Hipnoz Mühüre Boyun Eğdi

23 3 0
                                    


Moriah, salonun karşı tarafından Engfa'ya bağırdı, sesi çaresizlik ve öfkeyle doluydu. "Hipnozu sadece yapan kişi bozabilir! Ama beni öldürsen de bunu yapmayacağım!"

Engfa, Moriah'ın söylediklerini duymazdan geldi. Duyduğu tek şey, kalbinin derinlerinde yankılanan Charlotte'un sevgisiydi. Charlotte'un karşısına geçti, gözlerine bakarken sanki bir parça umut arıyordu. "Geldim sevgilim... Buradayım artık," diye fısıldadı, sesi sakin ama kararlıydı.

Charlotte, donuk bakışlarını Engfa'ya çevirdi. Yüzünde ne bir sevgi belirtisi ne de tanıdık bir duygu vardı. "Seninle bağımı kestim. Prens Kaelith ile olacağım," dedi, sesi buz gibi soğuktu. Bu cümle, Engfa'nın kalbine saplanan bir hançer gibiydi; içi acıdan kıvransa da, pes etmeyecekti.

"Seni geri alacağım, sevgilim..." dedi Engfa, gözleri kararlılıkla parlayarak. Yavaşça alnını Charlotte'un alnına yasladı, ellerini tuttu. Parmaklarının arasında Charlotte'un ellerinin soğukluğu bir gerçeklik gibi duruyordu, ama onu geri getireceğine dair inancı sarsılmıyordu.

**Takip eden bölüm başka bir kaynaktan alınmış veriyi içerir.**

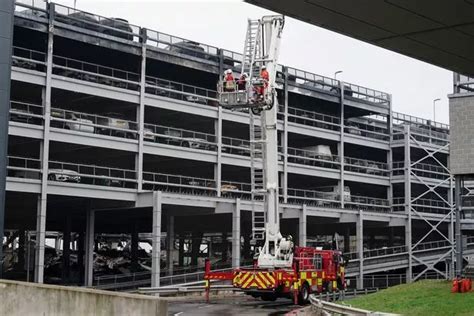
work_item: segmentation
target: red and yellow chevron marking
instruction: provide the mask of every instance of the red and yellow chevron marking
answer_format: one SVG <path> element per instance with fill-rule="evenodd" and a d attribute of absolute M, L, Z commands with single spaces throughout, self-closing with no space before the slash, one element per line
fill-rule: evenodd
<path fill-rule="evenodd" d="M 242 289 L 270 289 L 275 287 L 275 276 L 272 272 L 241 271 L 233 279 L 234 286 Z"/>

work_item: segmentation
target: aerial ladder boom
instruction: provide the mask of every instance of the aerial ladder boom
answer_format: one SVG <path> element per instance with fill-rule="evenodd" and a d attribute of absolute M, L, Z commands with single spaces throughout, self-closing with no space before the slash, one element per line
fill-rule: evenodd
<path fill-rule="evenodd" d="M 258 248 L 261 268 L 291 267 L 293 261 L 293 243 L 280 234 L 278 215 L 275 79 L 283 26 L 281 15 L 249 20 L 241 67 L 241 76 L 247 74 L 245 88 L 229 88 L 225 79 L 218 86 L 221 106 L 232 110 L 250 109 L 252 230 L 254 241 L 257 244 L 261 241 Z M 260 77 L 262 66 L 268 71 L 268 81 Z M 262 169 L 257 168 L 259 164 Z"/>

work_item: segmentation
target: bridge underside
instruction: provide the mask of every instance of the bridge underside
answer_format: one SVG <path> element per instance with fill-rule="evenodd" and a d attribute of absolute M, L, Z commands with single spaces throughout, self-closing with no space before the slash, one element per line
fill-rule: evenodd
<path fill-rule="evenodd" d="M 474 75 L 469 0 L 246 0 L 427 63 Z"/>

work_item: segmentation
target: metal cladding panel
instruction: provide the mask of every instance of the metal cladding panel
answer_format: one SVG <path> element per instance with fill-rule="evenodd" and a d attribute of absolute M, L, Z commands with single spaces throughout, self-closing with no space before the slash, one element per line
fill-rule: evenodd
<path fill-rule="evenodd" d="M 0 238 L 3 239 L 14 0 L 0 5 Z M 0 258 L 3 257 L 0 247 Z M 2 269 L 0 266 L 0 278 Z"/>
<path fill-rule="evenodd" d="M 449 124 L 451 173 L 474 174 L 474 95 L 450 96 Z"/>

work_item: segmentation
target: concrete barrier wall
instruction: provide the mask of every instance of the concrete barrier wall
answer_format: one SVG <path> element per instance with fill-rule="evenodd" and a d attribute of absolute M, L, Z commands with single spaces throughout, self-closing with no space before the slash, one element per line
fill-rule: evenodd
<path fill-rule="evenodd" d="M 167 315 L 152 296 L 0 280 L 0 315 Z"/>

Zihninde yoğun bir büyü hissetti, içindeki gücü toplayarak Charlotte'un zihnine dokundu. Anıları bir bir gözlerinin önüne gelmeye başladı. İlk mühürlendikleri anı gösterdi Charlotte'a; o gece, ay ışığının altında birbirlerine yemin ettikleri o an... Telepatik bağ kurdukları, Charlotte'un titrek sesiyle ona sevgisini fısıldadığı ilk anı paylaştı.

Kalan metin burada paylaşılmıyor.